Ora, nos dias de hoje, ciência não é muito diferente de manipulação estatística. A estrutura de um paper é selecionar uma amostragem, fazer experimentos, produzir estatística e alegar causalidade conforme o interesse do patrocinador. Se uma dada quantidade de cobaias tomou uma vacina de covid e contraiu menos covid do que as cobaias que não tomaram a vacina, então a vacina causa um aumento na proteção contra a covid (ainda que, antes de 2020, vacinar-se significasse não uma redução nas chances de adoecer, mas sim a certeza de não adoecer). Quando, depois da vacinação em massa, a população geral passou a ter um monte de infarto, morte súbita e câncer, não se podia culpar a vacina, porque “correlação não implica causa”. Para piorar, não podemos comparar nem os dados das populações que não se submeteram às vacinas ocidentais (como a Venezuela, Cuba, a Rússia e a China), porque seus governos são “autoritários” e portanto seus dados não são “confiáveis”.

Ora, na concepção estatística ou ocasionalista laica da ciência, correlação é a mesma coisa que causalidade. O que esses sacerdotes laicos que atendem pelo nome de divulgadores científicos querem fazer é monopolizar a diferenciação de coincidências e causas – junto com a própria base empírica disponível, já que só valem os dados de países liberais. David Hume sabia que o homem não precisa de um paper revisado por pares para entender que o fogo queima, mas os divulgadores de ciência acham que a população leiga precisa de papers e revisões por pares para fazer inferências causais. Querer que um ser humano tome uma vacina de covid, passe mal e não ligue uma coisa à outra é como querer que a criança enfie o dedo na tomada, tome um choque e não aprenda nada. É antinatural.

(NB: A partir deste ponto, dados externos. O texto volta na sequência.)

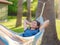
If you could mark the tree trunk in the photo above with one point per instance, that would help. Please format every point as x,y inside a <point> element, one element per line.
<point>50,35</point>
<point>28,11</point>
<point>19,14</point>
<point>58,8</point>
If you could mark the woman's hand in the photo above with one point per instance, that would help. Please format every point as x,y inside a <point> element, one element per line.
<point>26,22</point>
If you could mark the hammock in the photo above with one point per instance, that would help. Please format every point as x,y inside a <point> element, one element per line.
<point>34,40</point>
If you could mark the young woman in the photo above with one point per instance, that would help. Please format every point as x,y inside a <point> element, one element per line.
<point>34,28</point>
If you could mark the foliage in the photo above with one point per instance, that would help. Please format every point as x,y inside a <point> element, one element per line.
<point>13,8</point>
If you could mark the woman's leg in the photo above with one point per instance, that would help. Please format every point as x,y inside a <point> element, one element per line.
<point>11,35</point>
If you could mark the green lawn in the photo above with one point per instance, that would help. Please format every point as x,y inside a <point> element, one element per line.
<point>12,21</point>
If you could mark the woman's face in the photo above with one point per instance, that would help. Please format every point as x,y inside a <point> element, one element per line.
<point>33,24</point>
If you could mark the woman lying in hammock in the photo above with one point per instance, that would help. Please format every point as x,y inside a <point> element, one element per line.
<point>34,28</point>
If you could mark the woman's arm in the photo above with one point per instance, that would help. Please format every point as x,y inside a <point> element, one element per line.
<point>45,24</point>
<point>26,22</point>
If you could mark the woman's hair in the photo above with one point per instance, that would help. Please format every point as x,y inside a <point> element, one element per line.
<point>38,24</point>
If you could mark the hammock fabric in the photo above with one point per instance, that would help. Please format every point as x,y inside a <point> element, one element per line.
<point>36,39</point>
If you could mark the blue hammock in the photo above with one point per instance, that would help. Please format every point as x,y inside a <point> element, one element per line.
<point>36,39</point>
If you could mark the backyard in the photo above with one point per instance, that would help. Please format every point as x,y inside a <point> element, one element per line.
<point>10,24</point>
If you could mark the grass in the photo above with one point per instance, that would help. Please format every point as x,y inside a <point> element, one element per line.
<point>12,22</point>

A diferença entre um homem comum e um cientista deveria ser justamente o conhecimento das causas. Em vez de tabelas recheadas de dados selecionados, o cientista deveria ter na ponta da língua uma teoria que explicasse as causas. Em vez de uma resposta ocasionalista, como “a onda de infartos e mal súbito se seguiu à covid, portanto, se deve à covid”, a resposta deveria ser “a covid funciona assim-assado, a vacina funciona assim-assado, então a onda de infartos e mal súbito se deve a isso e não àquilo”. Quanto à atual onda de cânceres em jovens (que ninguém teve coragem ainda de atribuir à covid), as matérias jornalísticas que falam em estilo de vida só têm a capacidade de convencer o público cativo, já que, até prova em contrário, não temos por que crer os jovens só passaram a comer mal após a vacinação de covid. Trata-se, como se vê, de um monopólio tirânico do raciocínio causal, que é natural ao homem. Na atual ciência, só um establishment pode determinar qual correlação é causalidade e qual não é, e o povo precisa pedir a bênção da revisão por pares antes de juntar lé com cré.

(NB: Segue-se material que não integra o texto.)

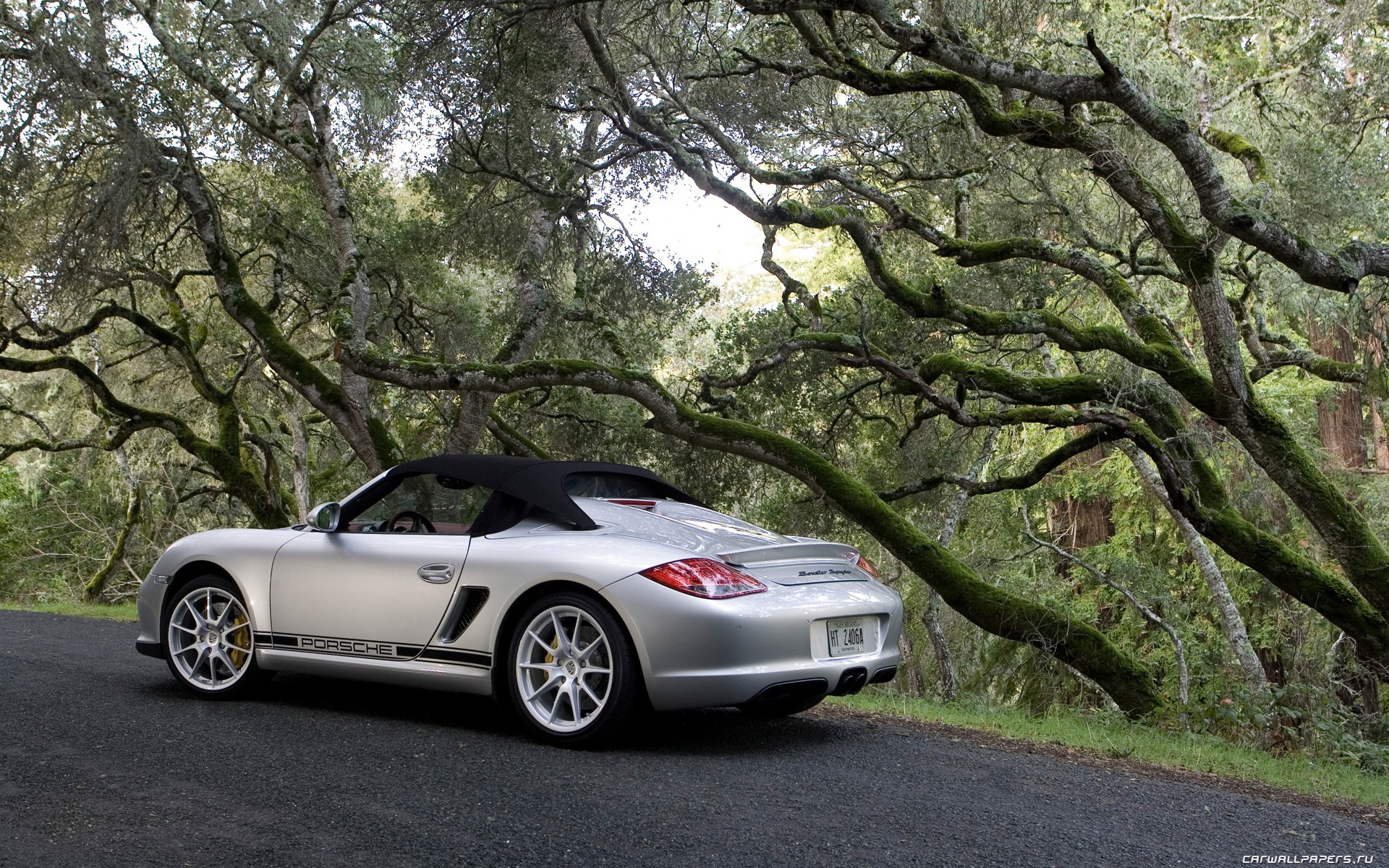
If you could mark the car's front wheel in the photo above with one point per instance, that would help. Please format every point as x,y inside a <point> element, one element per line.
<point>208,639</point>
<point>573,671</point>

O ocasionalismo laico também é o pai da “ciência” baseada em modelos matemáticos; afinal, os modelos são baseados em números e isso dispensa todo raciocínio crítico. Se os dados indicam que a proporção de evangélicos cresce a x% por no Brasil, então dentro de y anos o Brasil se tornará um país de maioria evangélica. Seguindo o raciocínio, um dia o Brasil chegará a 100% de evangélicos, e tanto eu quanto os youtubers fãs de Dawkins compraremos a toalhinha com o sebo do Pastor Valdemiro. Parece bobagem e é. Não obstante, durante a pandemia o youtuber Átila Iamarino arranjou um modelo matemático do Imperial College e previu três milhões de mortos de covid “caso nada fosse feito”. Em vez de admitir que usar modelo acriticamente é estupidez, preferiu-se dizer que alguma coisa foi feita, ao mesmo tempo que se acusava Bolsonaro de genocídio por não ter feito nada. É o típico raciocínio que não passa no teste da falseabilidade de Popper, que os divulgadores científicos agora só citam para “socar nazistas”.

Assim, dois problemas saltam à vista na ciência tal como é feita hoje: o espírito triunfal do Fim da História, que faz com que não se pesquise mais a natureza e, em vez disso, se busque apenas inovar em tecnologia; e esse ocasionalismo laico, que desiste de buscar causas, e fica só manipulando estatística.